AI-Generated Summary

Key Takeaways

  • Make compliance easy: Capital One defaults developers to pre-approved, secure tools and databases rather than requiring manual security reviews for each choice. Teams can request exceptions when needed, but the default path is both fastest and most secure, reducing friction while maintaining controls.
  • Measure outcomes, not output: Track time between deployments and user satisfaction scores rather than lines of code or PR counts. Focus on whether tools actually solve developer problems and enable continuous deployment. Metrics like time-to-first-commit for onboarding reveal if teams have what they need to contribute quickly.
  • AI coding assistants provide asymmetric value: Junior developers gain the most lift from AI tools for understanding codebases, learning new languages, and getting unbiased answers. Senior developers see more value in automated migrations, test generation, and eliminating low-value tasks like dependency updates rather than core development work.
  • Standardize selectively for leverage: Only standardize tools when multiple teams adopt similar solutions or when open standards exist.

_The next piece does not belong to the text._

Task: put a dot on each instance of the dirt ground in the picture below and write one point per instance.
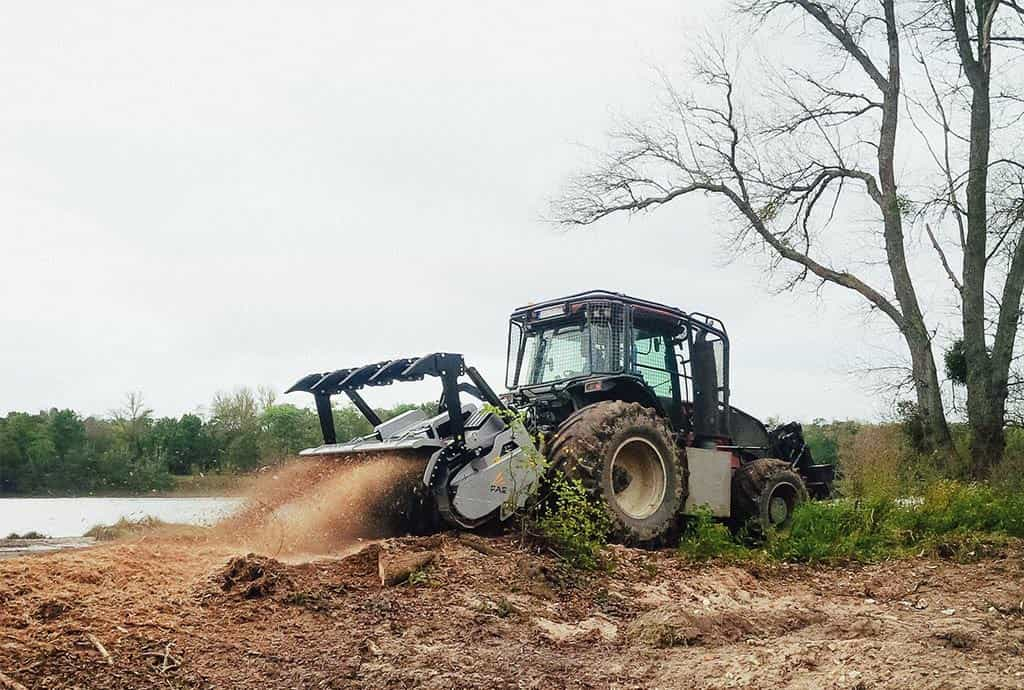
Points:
(186, 612)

In rapidly evolving areas like LLMs, use abstraction layers and consistent evaluation criteria across pilots rather than locking into one vendor, enabling teams to switch models as technology improves.

What It Covers

Catherine McGarvey, SVP of Developer Experience at Capital One, explains how the company enables 14,000 technologists to move faster while maintaining security and compliance through standardization, AI-powered coding assistants, and continuous deployment practices.

Key Questions Answered

  • Make compliance easy: Capital One defaults developers to pre-approved, secure tools and databases rather than requiring manual security reviews for each choice. Teams can request exceptions when needed, but the default path is both fastest and most secure, reducing friction while maintaining controls.
  • Measure outcomes, not output: Track time between deployments and user satisfaction scores rather than lines of code or PR counts. Focus on whether tools actually solve developer problems and enable continuous deployment. Metrics like time-to-first-commit for onboarding reveal if teams have what they need to contribute quickly.
  • AI coding assistants provide asymmetric value: Junior developers gain the most lift from AI tools for understanding codebases, learning new languages, and getting unbiased answers. Senior developers see more value in automated migrations, test generation, and eliminating low-value tasks like dependency updates rather than core development work.
  • Standardize selectively for leverage: Only standardize tools when multiple teams adopt similar solutions or when open standards exist. In rapidly evolving areas like LLMs, use abstraction layers and consistent evaluation criteria across pilots rather than locking into one vendor, enabling teams to switch models as technology improves.

Notable Moment

McGarvey compares resisting AI tools to taking an open-book test but choosing not to use the book. She argues engineers who fear these changes likely enjoy tasks that automation now handles, and should find roles aligned with their preferences rather than missing productivity gains.